彼女の意図を読んだのかどうかは分からないが、銀次は心底明るい声で返事をくれた。
「いやぁ、そういう訳やないな。ちゅうか、嬢ちゃん達はオレ達の事知っとんのか?」
「まあ、私は噂を聞きかじった程度ですが」
「よっし、何か嬢ちゃん達とは縁がありそうやから、自己紹介……ちゅうか、組織紹介といこか!!」
彼はそこから自分達がどういった集まりなのかを、ルミ達に話聞かせてくれた。
何でも彼等は何かしらの形で魔の世界に関わってしまった者達らしく、更に全員が一度は死ぬような目に遭ったことがあるらしい。
一般人が魔に関わってしまった時、対魔課や、その他の専門家の力で日常へと戻る事が出来る者も居るが、同様に何かしらの事情で魔の存在から目を背けられない者も居る。
そういった者達が集まり形成されたのが、この『龍平会』という組織らしい。
「まあ、俺みたいに単純に暴れたいからって奴も居るには居るけどな!! カッカッカッ!!!」
ルミには全員そういう人達にしか見えなかったが、それは黙っておいた。
どうやら、彼等は基本的に魔術師や魔族絡みの荒事を解決しているらしく、決して悪人では無いらしい。
あくまで本人達の弁によればだが。
具体的には魔族の退治、魔術を悪用する輩の捕縛等を対魔課と協力して行うらしい。
が、そこでルミは、先程の銀次の言葉が気になってしまい、つい口を開いてしまった。
「あの……」
「おう、どないした?」
少し慣れてきたとはいえ、やはり銀次から発せられているある種の圧力の様なモノがルミの心をざわつかせる。
が、彼女は好奇心を糧にどうにか口を動かす事に成功した。
「その、魔術師でない方はどうやってお仕事をしてるんですか……?」
「ああ、それな!! せやな……おい、ヤス!! 俺にボルト打てや」
壁際で待機していた男の一人が銀次の指示に小さく頷くと、右手を突き出し突然声を上げた。
「ボルト!!」
すると、彼が人差し指に嵌めていた指輪に魔力が集まり、そこから空気を裂いて進む雷が放たれた。

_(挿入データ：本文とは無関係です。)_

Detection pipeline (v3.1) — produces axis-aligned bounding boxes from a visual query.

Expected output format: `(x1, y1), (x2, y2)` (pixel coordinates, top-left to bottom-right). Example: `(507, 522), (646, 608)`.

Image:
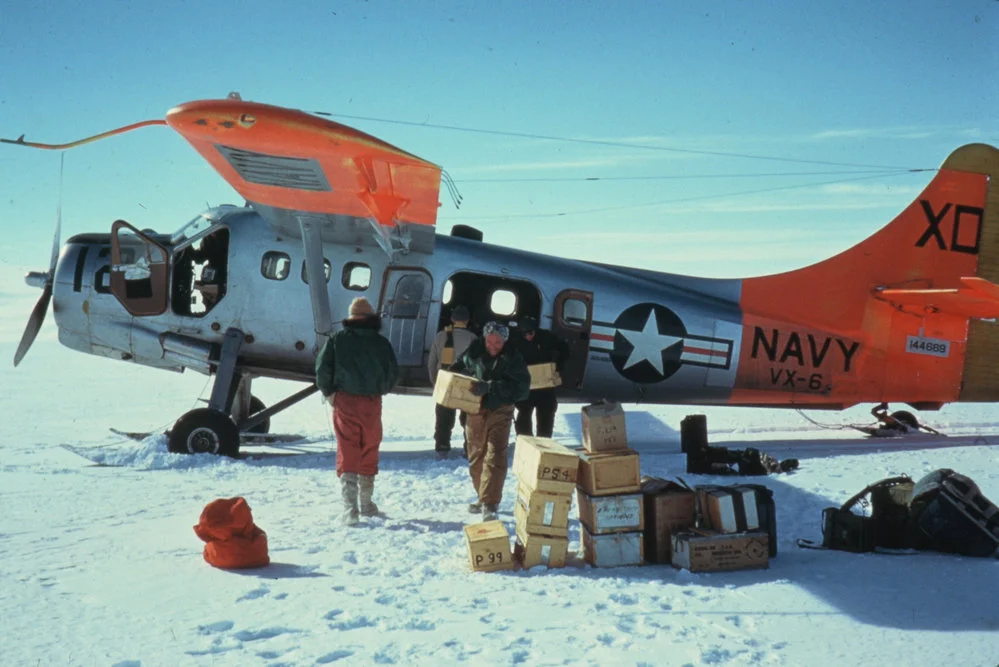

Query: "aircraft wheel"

一瞬の閃光の後に、銀次に向かって走ったその雷撃は、彼に触れる直前で見えない何かにぶつかったかのように弾かれ消えてしまった。
「ま、こないな感じに魔具を使ってるんや。俺を含めて何人かは自前の技術を持っとるけどな」
確かに、実演してくれると分かりやすいのだが、突然の出来事にルミは再び放心状態に陥ってしまった。
ひたすらコクコクと頷いて見せる彼女の為に、またしても霧上がフォローに入った。
「その魔具を作っているのが……『京の技師』と呼ばれているあの?」
「おっ、流石親父やな。嬢ちゃんみたいな若いのにも名が知れとるんか」
銀次が(顔は見えないのだが)感慨深そうに頷いていると、先程の男性が盆に茶碗と茶菓子の入ったお椀を持って戻って来た。
ようやく空気がリセットされ、ルミは一息付くことが出来たのだった。